3.3. Auch in der Lehre (Holzer in Marhold/Burgstaller/Preyer, AngG § 23 Rz 33; Wachter in Reissner,AngG² § 23 Rz 47)überzeugt diese Entscheidung.
4. Die Frage, ob auch regelmäßige Diensterfindungsvergütungen, die ein nicht zur Erfindertätigkeit im Unternehmen des Dienstgebers angestellter und damit auch vorwiegend beschäftigter Dienstnehmer im Sinn des § 7 Abs 3 lit b, c iVm § 8 Abs 1 PatG bezog, hat der Oberste Gerichtshof noch nicht beantwortet.
Die Grundsätze der Entscheidung 9 ObA 96/11z sind auch auf den vorliegenden Fall übertragbar. In beiden Konstellationen (angestellter und nicht angestellter Diensterfinder) erhält der Dienstnehmer vom Dienstgeber für eine Diensterfindung eine patentrechtliche Vergütung. Diese Vergütung bekam auch hier die nicht zur Erfindertätigkeit im Unternehmen angestellte Klägerin iSd weiten Entgeltbegriffs letztlich dafür, dass sie der Beklagten ihre Arbeitsleistung zur Verfügung stellte. Dass die Diensterfindungsvergütung ihre Grundlage im Patentgesetz hat, vermag daran nichts zu ändern. Bereits in der Entscheidung 8 ObS 16/94 wurde zum IESG die Rechtsauffassung vertreten, dass auch die für eine Diensterfindung iSd § 7 Abs 3 lit b PatG gebührende Vergütung unmittelbar dem Dienstverhältnis zuzuordnen und somit auch im Rahmen desselben zu entlohnen ist.

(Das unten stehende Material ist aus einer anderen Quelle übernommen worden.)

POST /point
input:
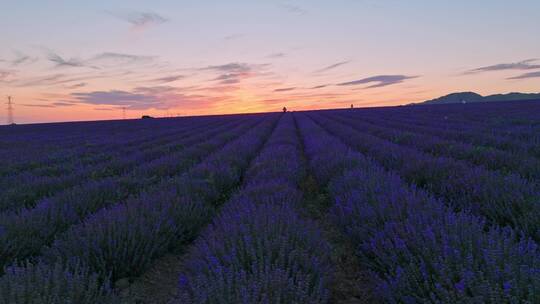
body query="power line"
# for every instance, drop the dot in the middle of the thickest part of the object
(10, 111)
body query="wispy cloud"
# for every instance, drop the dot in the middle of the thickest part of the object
(521, 65)
(38, 105)
(77, 85)
(139, 20)
(41, 80)
(285, 89)
(235, 67)
(276, 55)
(381, 81)
(143, 98)
(121, 58)
(295, 9)
(63, 104)
(233, 37)
(117, 98)
(168, 79)
(56, 79)
(61, 62)
(527, 75)
(332, 66)
(21, 58)
(233, 73)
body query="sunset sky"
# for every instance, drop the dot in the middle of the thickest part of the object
(87, 60)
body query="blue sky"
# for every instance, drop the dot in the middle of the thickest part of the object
(76, 60)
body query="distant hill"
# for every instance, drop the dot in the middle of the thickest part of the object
(467, 97)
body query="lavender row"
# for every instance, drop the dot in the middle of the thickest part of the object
(503, 199)
(28, 192)
(258, 249)
(25, 190)
(66, 158)
(419, 250)
(26, 232)
(518, 118)
(501, 140)
(493, 159)
(44, 149)
(123, 241)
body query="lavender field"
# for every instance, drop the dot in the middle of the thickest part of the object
(410, 204)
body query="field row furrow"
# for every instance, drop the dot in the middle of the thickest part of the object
(418, 250)
(503, 199)
(492, 159)
(25, 190)
(258, 249)
(121, 242)
(27, 231)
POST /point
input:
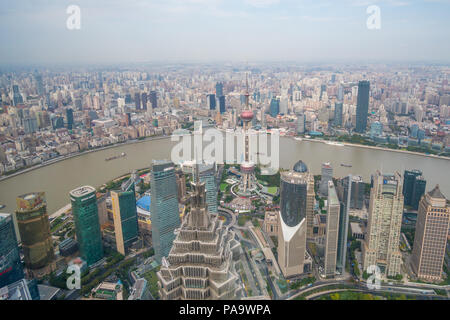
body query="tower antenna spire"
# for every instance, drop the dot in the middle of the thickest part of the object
(247, 94)
(196, 173)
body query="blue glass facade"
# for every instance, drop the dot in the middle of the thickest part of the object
(164, 207)
(11, 269)
(362, 108)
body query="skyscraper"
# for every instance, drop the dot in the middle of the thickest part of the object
(87, 225)
(164, 207)
(362, 107)
(356, 190)
(222, 106)
(274, 107)
(296, 209)
(219, 89)
(39, 84)
(208, 176)
(69, 115)
(248, 178)
(154, 99)
(418, 191)
(338, 108)
(137, 100)
(211, 101)
(181, 184)
(125, 215)
(381, 246)
(11, 269)
(17, 97)
(327, 175)
(34, 228)
(144, 100)
(344, 191)
(301, 119)
(200, 265)
(409, 186)
(430, 240)
(332, 232)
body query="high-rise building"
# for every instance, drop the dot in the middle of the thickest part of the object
(200, 265)
(208, 176)
(327, 175)
(17, 97)
(30, 125)
(11, 269)
(211, 101)
(69, 116)
(154, 99)
(34, 228)
(248, 179)
(332, 231)
(144, 100)
(340, 95)
(376, 129)
(219, 89)
(137, 100)
(344, 191)
(418, 191)
(164, 207)
(409, 186)
(301, 119)
(381, 246)
(125, 215)
(274, 107)
(296, 209)
(87, 225)
(362, 107)
(39, 84)
(338, 109)
(430, 240)
(222, 106)
(181, 184)
(356, 190)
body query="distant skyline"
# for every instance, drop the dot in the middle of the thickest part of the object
(34, 32)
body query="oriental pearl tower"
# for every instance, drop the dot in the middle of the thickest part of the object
(247, 166)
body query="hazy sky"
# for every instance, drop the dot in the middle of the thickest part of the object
(35, 32)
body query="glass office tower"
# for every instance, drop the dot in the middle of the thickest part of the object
(87, 225)
(11, 269)
(125, 215)
(164, 207)
(34, 228)
(362, 107)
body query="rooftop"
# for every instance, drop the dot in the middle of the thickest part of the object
(436, 193)
(300, 166)
(82, 191)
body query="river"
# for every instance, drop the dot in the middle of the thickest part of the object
(57, 179)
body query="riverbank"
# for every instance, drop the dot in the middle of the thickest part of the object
(377, 148)
(58, 159)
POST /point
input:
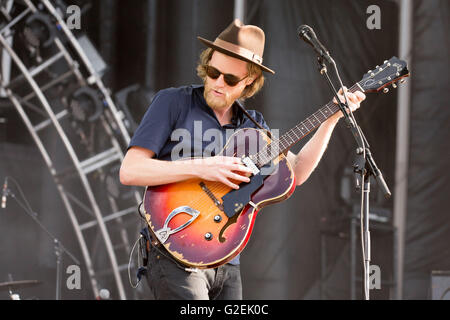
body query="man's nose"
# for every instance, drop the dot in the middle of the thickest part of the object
(220, 81)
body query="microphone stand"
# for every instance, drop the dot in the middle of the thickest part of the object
(364, 167)
(59, 247)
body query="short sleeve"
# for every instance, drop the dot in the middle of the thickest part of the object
(158, 122)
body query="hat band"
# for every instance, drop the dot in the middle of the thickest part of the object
(243, 52)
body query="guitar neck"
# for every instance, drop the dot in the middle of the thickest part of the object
(294, 135)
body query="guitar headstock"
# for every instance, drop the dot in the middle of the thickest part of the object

Die Klägerin hat die Diensterfindungs-vergütungen nicht in Form einer einmaligen Abgeltung, sondern über viele Jahre und daher auch „regelmäßig“ bezogen. Dass sie diese Vergütungen nur für zwei Diensterfindungen, an denen sie beteiligt war, erhalten hat, ändert an der Regelmäßigkeit dieses Entgelts nichts.
5. Zusammengefasst sind auch regelmäßige Diensterfindungsvergütungen, die ein nicht zur Erfindertätigkeit im Unternehmen des Dienstgebers angestellter und damit auch vorwiegend beschäftigter Dienstnehmer iSd § 7 Abs 3 lit b, c iVm § 8 Abs 1 PatG bezog, in die Bemessungsgrundlage der nach § 23 Abs 1 AngG gebührenden Abfertigung einzubeziehen.
6. Dass der Klägerin von der Beklagten jährlich regelmäßig Diensterfindungsvergütungen gewährt wurden, ist nicht strittig; ebensowenig die Höhe der geltend gemachten Abfertigungsdifferenz.
Der Revision der Klägerin ist danach Folge zu geben und dem Klagebegehren in Abänderung der klagsabweisenden Entscheidungen der Vorinstanzen stattzugeben.
Nach der Rechtsprechung (RIS‑Justiz RS0124588) kann die Entscheidung über die Verfahrenskosten in sinngemäßer Anwendung des § 510 Abs 1 letzter Satz ZPO an das Berufungsgericht übertragen werden (hier mehrere Klagseinschränkungen und umfangreiche Einwendungen gemäß § 54 Abs 1a ZPO).